Draw the processes, identify the integrations you must perform at each stage of the process, and then define the systems and integration architecture your eCommerce needs.

 

5. Inbound Marketing:

An eCommerce platform is not going to generate sales on its own, you need to implement a methodology that helps you increase traffic on your site and help you create flows that generate qualified opportunities and close those qualified opportunities.

Consider inbound marketing methodology as one of the best business tools for your company. The methodology will also give monthly maintenance to your platform.

 

6. Talk to your sellers:

There is a methodology called SMARKETING that aligns sales and marketing requirements to achieve business objectives. Most commercial departments do not have metrics together and this creates a gap between marketing and sales goals.

It is important that marketing and sales feel or define metrics together, such as defining what is a qualified lead and what is not a qualified lead,  the average closing rate according to leads, assertiveness of sales, average sales by category and others.

Start with key considerations:

  • Business Unit: What service do we sell?
  • Average supply size: when we sell, how much is it worth in year 1?
  • Average sales cycle: How long does it take us to close a deal?
  • Typical closing rate: for every 10 qualified leads we work, how many will we close?
  • Quality Lead Ratio: Currently, if the marketing department delivers 10 leads to sales, how many of those are qualified for sales (which means they are able to do business with us)?
  • New income objective: how much new income are we trying to generate through this business unit?
  • Number of offers needed: Based on the average offer size and new revenue, how many offers do we need to close?
  • Potential clients: according to the quality potential clients rate, how many potential clients do we need to generate?

 

Conclusion

- eCommerce are complex systems that must be part of an architecture. THEY ARE NOT A SIMPLE WEBSITE.

- If they offer you a website with payment functionality, discard that provider. They don’t know how complex an eCommerce is and should not be your advisor.

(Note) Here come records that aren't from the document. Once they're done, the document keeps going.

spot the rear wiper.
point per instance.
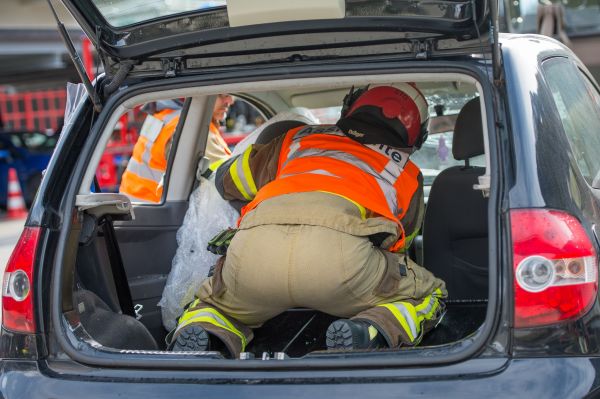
(77, 61)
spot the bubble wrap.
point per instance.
(207, 215)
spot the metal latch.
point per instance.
(138, 310)
(422, 49)
(171, 66)
(484, 185)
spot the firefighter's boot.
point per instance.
(191, 338)
(351, 334)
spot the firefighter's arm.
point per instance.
(413, 218)
(240, 177)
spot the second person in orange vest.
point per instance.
(332, 210)
(143, 178)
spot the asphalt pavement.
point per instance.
(10, 230)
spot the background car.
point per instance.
(27, 152)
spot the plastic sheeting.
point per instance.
(76, 95)
(207, 215)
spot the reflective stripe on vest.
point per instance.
(143, 178)
(322, 158)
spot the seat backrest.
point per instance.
(455, 231)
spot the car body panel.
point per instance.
(28, 162)
(541, 378)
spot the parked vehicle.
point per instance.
(515, 239)
(27, 152)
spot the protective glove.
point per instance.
(218, 244)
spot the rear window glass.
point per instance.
(129, 12)
(578, 104)
(435, 154)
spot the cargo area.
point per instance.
(125, 250)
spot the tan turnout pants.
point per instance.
(271, 268)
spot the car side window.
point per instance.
(578, 105)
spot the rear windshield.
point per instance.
(129, 12)
(119, 13)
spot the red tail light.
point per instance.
(17, 295)
(555, 265)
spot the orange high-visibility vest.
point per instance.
(143, 178)
(323, 158)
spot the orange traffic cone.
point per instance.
(15, 204)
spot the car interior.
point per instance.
(125, 249)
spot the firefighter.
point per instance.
(143, 178)
(332, 211)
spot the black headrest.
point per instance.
(468, 132)
(276, 129)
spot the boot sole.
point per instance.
(339, 336)
(191, 339)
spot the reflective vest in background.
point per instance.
(322, 158)
(143, 178)
(216, 147)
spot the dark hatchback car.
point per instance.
(515, 238)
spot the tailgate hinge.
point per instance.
(172, 66)
(422, 48)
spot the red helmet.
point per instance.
(401, 106)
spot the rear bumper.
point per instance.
(534, 378)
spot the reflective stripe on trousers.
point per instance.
(211, 316)
(411, 317)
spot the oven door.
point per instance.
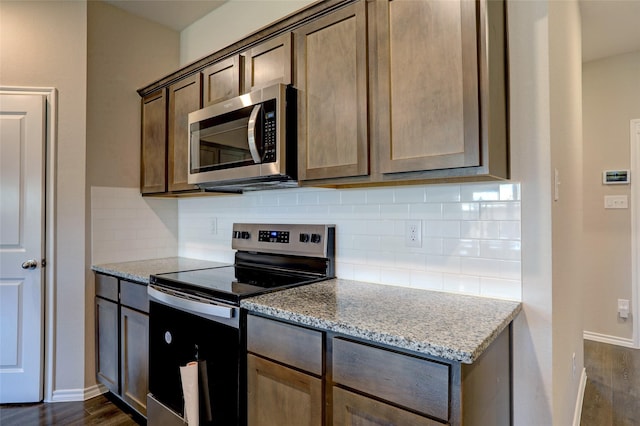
(178, 336)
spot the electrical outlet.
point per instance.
(413, 233)
(623, 308)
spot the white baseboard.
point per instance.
(69, 395)
(612, 340)
(577, 414)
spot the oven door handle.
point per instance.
(191, 305)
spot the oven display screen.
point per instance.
(274, 236)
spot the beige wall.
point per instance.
(611, 98)
(530, 162)
(545, 49)
(231, 22)
(565, 64)
(44, 44)
(124, 54)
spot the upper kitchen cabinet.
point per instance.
(440, 89)
(268, 63)
(184, 97)
(436, 102)
(222, 80)
(428, 109)
(331, 78)
(154, 148)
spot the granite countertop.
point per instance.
(140, 270)
(450, 326)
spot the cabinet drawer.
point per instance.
(352, 409)
(107, 287)
(134, 296)
(411, 382)
(296, 346)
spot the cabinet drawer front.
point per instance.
(351, 409)
(296, 346)
(134, 295)
(415, 383)
(107, 287)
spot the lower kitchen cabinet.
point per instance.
(281, 396)
(122, 336)
(352, 409)
(134, 355)
(298, 375)
(284, 374)
(107, 357)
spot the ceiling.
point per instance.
(175, 14)
(609, 27)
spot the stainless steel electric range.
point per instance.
(195, 316)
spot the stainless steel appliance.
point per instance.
(248, 142)
(195, 316)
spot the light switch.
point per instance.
(616, 202)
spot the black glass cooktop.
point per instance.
(231, 283)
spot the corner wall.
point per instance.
(611, 98)
(565, 64)
(43, 43)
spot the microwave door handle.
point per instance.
(251, 134)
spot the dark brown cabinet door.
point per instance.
(331, 77)
(221, 81)
(107, 356)
(154, 143)
(351, 409)
(268, 63)
(427, 88)
(280, 396)
(184, 97)
(134, 342)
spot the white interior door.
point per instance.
(22, 155)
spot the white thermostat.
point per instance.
(615, 177)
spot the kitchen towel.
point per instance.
(189, 376)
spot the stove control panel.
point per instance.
(297, 239)
(274, 236)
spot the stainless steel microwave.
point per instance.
(248, 142)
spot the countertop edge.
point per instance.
(396, 341)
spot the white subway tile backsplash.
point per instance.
(480, 192)
(409, 194)
(394, 211)
(426, 280)
(460, 211)
(504, 289)
(470, 232)
(443, 193)
(426, 211)
(443, 228)
(480, 229)
(461, 283)
(500, 210)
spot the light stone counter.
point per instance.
(450, 326)
(140, 270)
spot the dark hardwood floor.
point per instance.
(96, 411)
(612, 395)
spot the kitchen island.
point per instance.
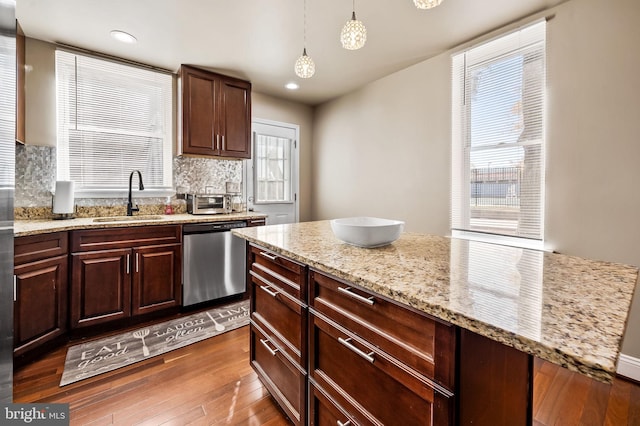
(563, 309)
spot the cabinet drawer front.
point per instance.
(113, 238)
(361, 379)
(323, 411)
(280, 314)
(285, 273)
(32, 248)
(405, 334)
(285, 382)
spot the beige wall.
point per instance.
(40, 120)
(384, 150)
(270, 108)
(40, 93)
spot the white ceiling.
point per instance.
(260, 40)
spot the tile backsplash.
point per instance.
(36, 177)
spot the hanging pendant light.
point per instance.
(305, 67)
(354, 33)
(426, 4)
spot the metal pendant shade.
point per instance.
(354, 34)
(305, 67)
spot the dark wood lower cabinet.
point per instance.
(373, 361)
(122, 273)
(100, 287)
(323, 411)
(496, 383)
(41, 291)
(40, 310)
(371, 386)
(284, 379)
(156, 278)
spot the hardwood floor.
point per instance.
(211, 383)
(208, 383)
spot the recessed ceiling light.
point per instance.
(123, 37)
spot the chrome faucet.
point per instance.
(130, 208)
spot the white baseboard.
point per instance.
(629, 366)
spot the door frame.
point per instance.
(295, 159)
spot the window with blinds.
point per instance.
(113, 118)
(498, 136)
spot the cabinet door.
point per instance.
(100, 287)
(40, 310)
(198, 112)
(156, 279)
(235, 118)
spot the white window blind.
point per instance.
(113, 118)
(498, 136)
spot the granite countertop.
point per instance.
(567, 310)
(34, 227)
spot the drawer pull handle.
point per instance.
(348, 292)
(271, 351)
(347, 342)
(268, 256)
(269, 292)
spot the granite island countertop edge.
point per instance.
(603, 369)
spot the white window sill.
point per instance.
(501, 239)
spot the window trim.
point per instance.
(460, 189)
(168, 137)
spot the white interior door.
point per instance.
(272, 175)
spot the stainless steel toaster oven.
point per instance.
(208, 203)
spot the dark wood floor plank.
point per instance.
(595, 406)
(618, 406)
(212, 383)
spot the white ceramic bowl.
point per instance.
(367, 231)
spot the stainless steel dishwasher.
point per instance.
(213, 262)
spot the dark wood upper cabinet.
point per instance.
(215, 113)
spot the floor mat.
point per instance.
(100, 356)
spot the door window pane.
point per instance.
(272, 169)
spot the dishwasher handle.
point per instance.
(202, 228)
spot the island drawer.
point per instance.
(323, 410)
(371, 386)
(275, 268)
(280, 315)
(286, 382)
(415, 339)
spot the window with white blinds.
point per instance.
(113, 118)
(498, 136)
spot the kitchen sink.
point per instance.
(126, 218)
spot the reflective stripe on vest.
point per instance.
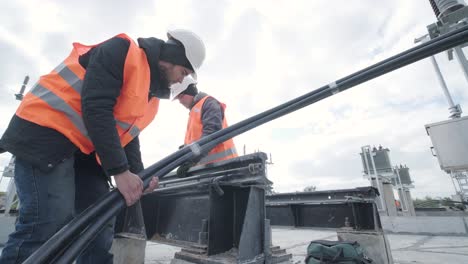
(55, 100)
(223, 151)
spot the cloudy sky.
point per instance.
(259, 54)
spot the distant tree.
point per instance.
(312, 188)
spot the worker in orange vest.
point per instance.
(80, 123)
(207, 115)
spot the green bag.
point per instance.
(340, 252)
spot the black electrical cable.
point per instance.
(322, 93)
(429, 48)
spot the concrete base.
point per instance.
(128, 250)
(374, 243)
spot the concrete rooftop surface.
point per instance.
(406, 249)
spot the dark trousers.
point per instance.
(49, 200)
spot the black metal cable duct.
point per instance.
(66, 234)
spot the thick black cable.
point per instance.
(432, 47)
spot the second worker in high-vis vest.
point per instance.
(80, 123)
(207, 115)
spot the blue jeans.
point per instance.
(47, 202)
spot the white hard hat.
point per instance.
(177, 88)
(193, 45)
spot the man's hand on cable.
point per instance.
(154, 183)
(130, 186)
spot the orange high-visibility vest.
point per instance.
(223, 151)
(55, 100)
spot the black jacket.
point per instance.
(104, 64)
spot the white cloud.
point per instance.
(261, 54)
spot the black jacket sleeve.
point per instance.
(101, 88)
(132, 150)
(212, 116)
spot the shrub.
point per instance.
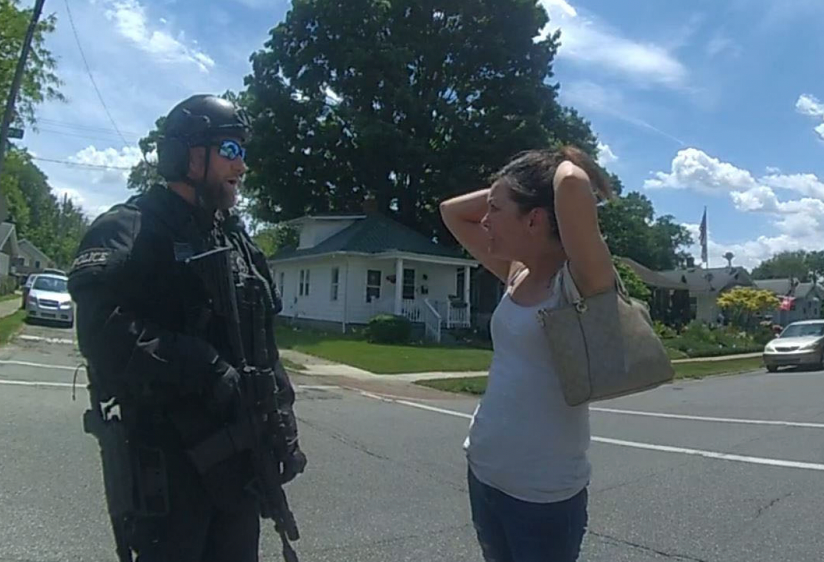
(388, 328)
(664, 332)
(8, 284)
(698, 340)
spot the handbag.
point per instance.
(603, 346)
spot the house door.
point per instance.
(408, 284)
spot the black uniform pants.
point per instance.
(196, 529)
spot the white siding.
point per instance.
(318, 304)
(351, 306)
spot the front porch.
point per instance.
(429, 291)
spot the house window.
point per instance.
(373, 285)
(335, 283)
(303, 283)
(409, 284)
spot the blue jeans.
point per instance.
(512, 530)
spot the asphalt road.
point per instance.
(386, 480)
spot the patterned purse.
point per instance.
(603, 346)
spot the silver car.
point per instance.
(49, 299)
(800, 343)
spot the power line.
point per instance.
(77, 134)
(91, 77)
(81, 164)
(82, 127)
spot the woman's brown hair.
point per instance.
(530, 178)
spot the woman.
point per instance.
(526, 449)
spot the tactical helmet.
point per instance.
(193, 122)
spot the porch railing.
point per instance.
(457, 316)
(432, 321)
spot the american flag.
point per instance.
(702, 238)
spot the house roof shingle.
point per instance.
(373, 234)
(652, 278)
(712, 279)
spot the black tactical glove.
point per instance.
(294, 464)
(225, 397)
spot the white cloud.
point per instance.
(799, 222)
(721, 44)
(590, 97)
(131, 21)
(605, 154)
(118, 161)
(694, 169)
(562, 5)
(808, 104)
(588, 41)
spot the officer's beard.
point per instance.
(218, 195)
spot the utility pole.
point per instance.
(15, 87)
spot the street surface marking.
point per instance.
(25, 337)
(709, 419)
(83, 385)
(713, 455)
(635, 444)
(38, 365)
(38, 383)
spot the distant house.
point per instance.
(349, 268)
(706, 285)
(800, 301)
(670, 299)
(9, 248)
(31, 259)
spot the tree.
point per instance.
(631, 230)
(40, 83)
(741, 303)
(55, 227)
(406, 101)
(144, 174)
(799, 265)
(276, 238)
(634, 285)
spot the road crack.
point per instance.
(771, 504)
(345, 440)
(648, 549)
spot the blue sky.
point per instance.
(698, 102)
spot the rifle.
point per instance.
(260, 405)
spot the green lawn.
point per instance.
(11, 325)
(696, 370)
(383, 359)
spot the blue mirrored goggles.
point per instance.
(231, 150)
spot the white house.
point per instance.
(9, 248)
(348, 268)
(31, 259)
(706, 285)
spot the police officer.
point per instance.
(154, 346)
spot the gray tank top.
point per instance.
(524, 439)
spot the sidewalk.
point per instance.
(315, 366)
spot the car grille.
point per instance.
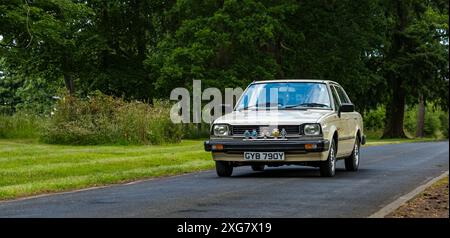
(290, 129)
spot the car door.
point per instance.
(345, 132)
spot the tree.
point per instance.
(416, 58)
(47, 39)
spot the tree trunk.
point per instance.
(420, 117)
(395, 112)
(68, 80)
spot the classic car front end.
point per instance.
(298, 126)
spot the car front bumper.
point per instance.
(295, 150)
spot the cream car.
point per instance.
(288, 122)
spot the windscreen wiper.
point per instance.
(307, 105)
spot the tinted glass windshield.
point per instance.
(292, 95)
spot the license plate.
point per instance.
(264, 155)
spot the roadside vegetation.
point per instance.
(30, 168)
(431, 203)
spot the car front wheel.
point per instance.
(352, 162)
(328, 167)
(224, 169)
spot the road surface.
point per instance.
(386, 173)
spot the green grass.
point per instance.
(28, 167)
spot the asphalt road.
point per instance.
(386, 173)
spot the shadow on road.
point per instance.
(296, 172)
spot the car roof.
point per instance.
(295, 81)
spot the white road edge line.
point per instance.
(405, 198)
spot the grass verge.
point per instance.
(30, 168)
(431, 203)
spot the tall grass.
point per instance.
(21, 125)
(102, 119)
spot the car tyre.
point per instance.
(352, 162)
(328, 167)
(224, 169)
(258, 167)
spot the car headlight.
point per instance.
(221, 130)
(311, 129)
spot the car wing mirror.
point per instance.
(226, 108)
(346, 107)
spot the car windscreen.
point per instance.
(285, 95)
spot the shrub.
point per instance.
(374, 119)
(444, 123)
(101, 119)
(21, 125)
(434, 124)
(196, 131)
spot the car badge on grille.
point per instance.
(275, 133)
(247, 134)
(283, 133)
(254, 134)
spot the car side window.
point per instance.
(342, 95)
(335, 97)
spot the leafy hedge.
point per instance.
(102, 119)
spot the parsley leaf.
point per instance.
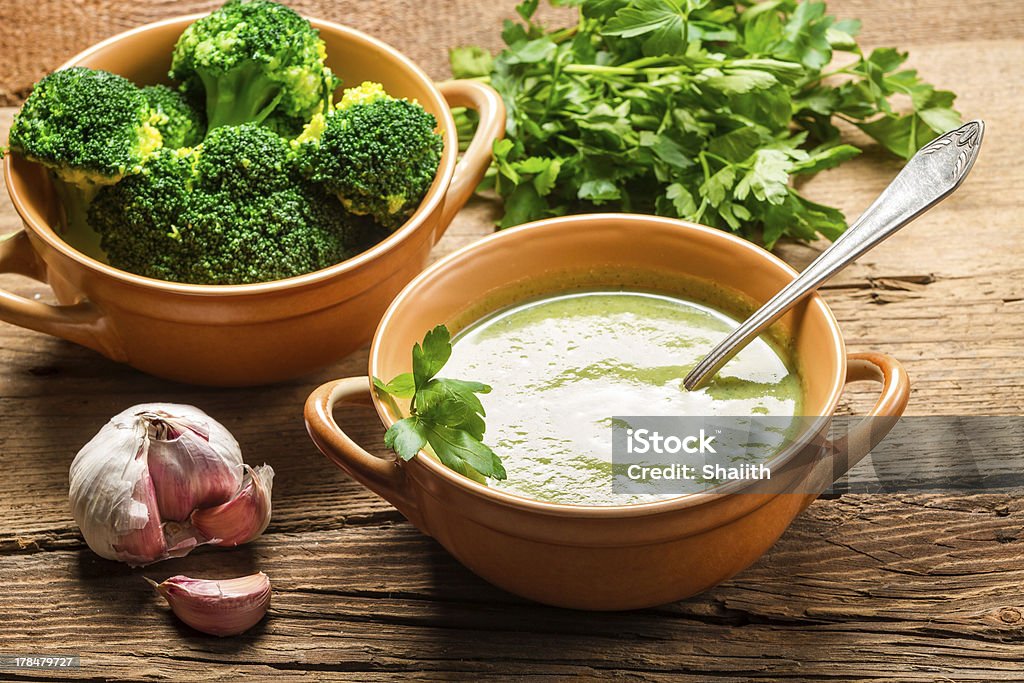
(701, 110)
(445, 415)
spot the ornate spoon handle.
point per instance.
(929, 177)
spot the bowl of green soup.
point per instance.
(572, 322)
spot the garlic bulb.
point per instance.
(224, 607)
(138, 483)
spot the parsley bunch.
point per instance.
(702, 110)
(444, 415)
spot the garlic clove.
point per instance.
(140, 538)
(187, 471)
(245, 516)
(224, 607)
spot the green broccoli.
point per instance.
(253, 58)
(231, 211)
(141, 219)
(180, 124)
(378, 154)
(90, 128)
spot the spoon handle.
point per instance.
(930, 176)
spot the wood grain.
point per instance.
(901, 588)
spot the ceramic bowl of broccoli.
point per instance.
(233, 198)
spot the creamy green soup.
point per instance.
(561, 367)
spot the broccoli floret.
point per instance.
(231, 211)
(180, 124)
(378, 154)
(251, 59)
(141, 219)
(280, 235)
(245, 160)
(90, 128)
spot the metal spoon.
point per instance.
(929, 177)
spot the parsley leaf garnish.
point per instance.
(701, 110)
(445, 415)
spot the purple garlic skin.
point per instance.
(244, 517)
(189, 470)
(224, 607)
(137, 485)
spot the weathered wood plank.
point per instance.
(71, 27)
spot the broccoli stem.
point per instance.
(241, 95)
(77, 232)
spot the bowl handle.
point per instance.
(487, 103)
(852, 447)
(81, 323)
(383, 476)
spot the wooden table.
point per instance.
(898, 587)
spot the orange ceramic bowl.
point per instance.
(602, 557)
(246, 334)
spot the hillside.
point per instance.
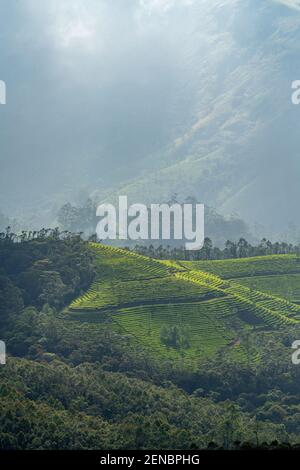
(190, 311)
(152, 354)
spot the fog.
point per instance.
(152, 97)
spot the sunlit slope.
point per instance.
(150, 300)
(245, 267)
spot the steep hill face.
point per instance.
(234, 142)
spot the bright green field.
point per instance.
(211, 304)
(286, 286)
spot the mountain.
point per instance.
(190, 97)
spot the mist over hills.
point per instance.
(160, 97)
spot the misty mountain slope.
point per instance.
(239, 151)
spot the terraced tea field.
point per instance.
(189, 311)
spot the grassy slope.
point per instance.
(139, 295)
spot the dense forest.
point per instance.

- Do not forget to lift the business process, since the process defines how to develop your eCommerce

- Your platform will have a lot to do with the success of your eCommerce, check out Gartner's Magic Quadrant for Trading Platforms, you can see which are the best platforms.

- An eCommerce should not be expensive, even Magento that is rated as one of the best eCommerce in the world has a free version and another paid business version.

 

Execution Tips:

- Before starting an eCommerce project, have the data on the amount of inventory of your company, information on the systems you have and if possible, some business processes at hand.

- An eCommerce MUST be updated every month. This is not an investment to be made if you are not willing to provide the same or more maintenance than a physical office or store.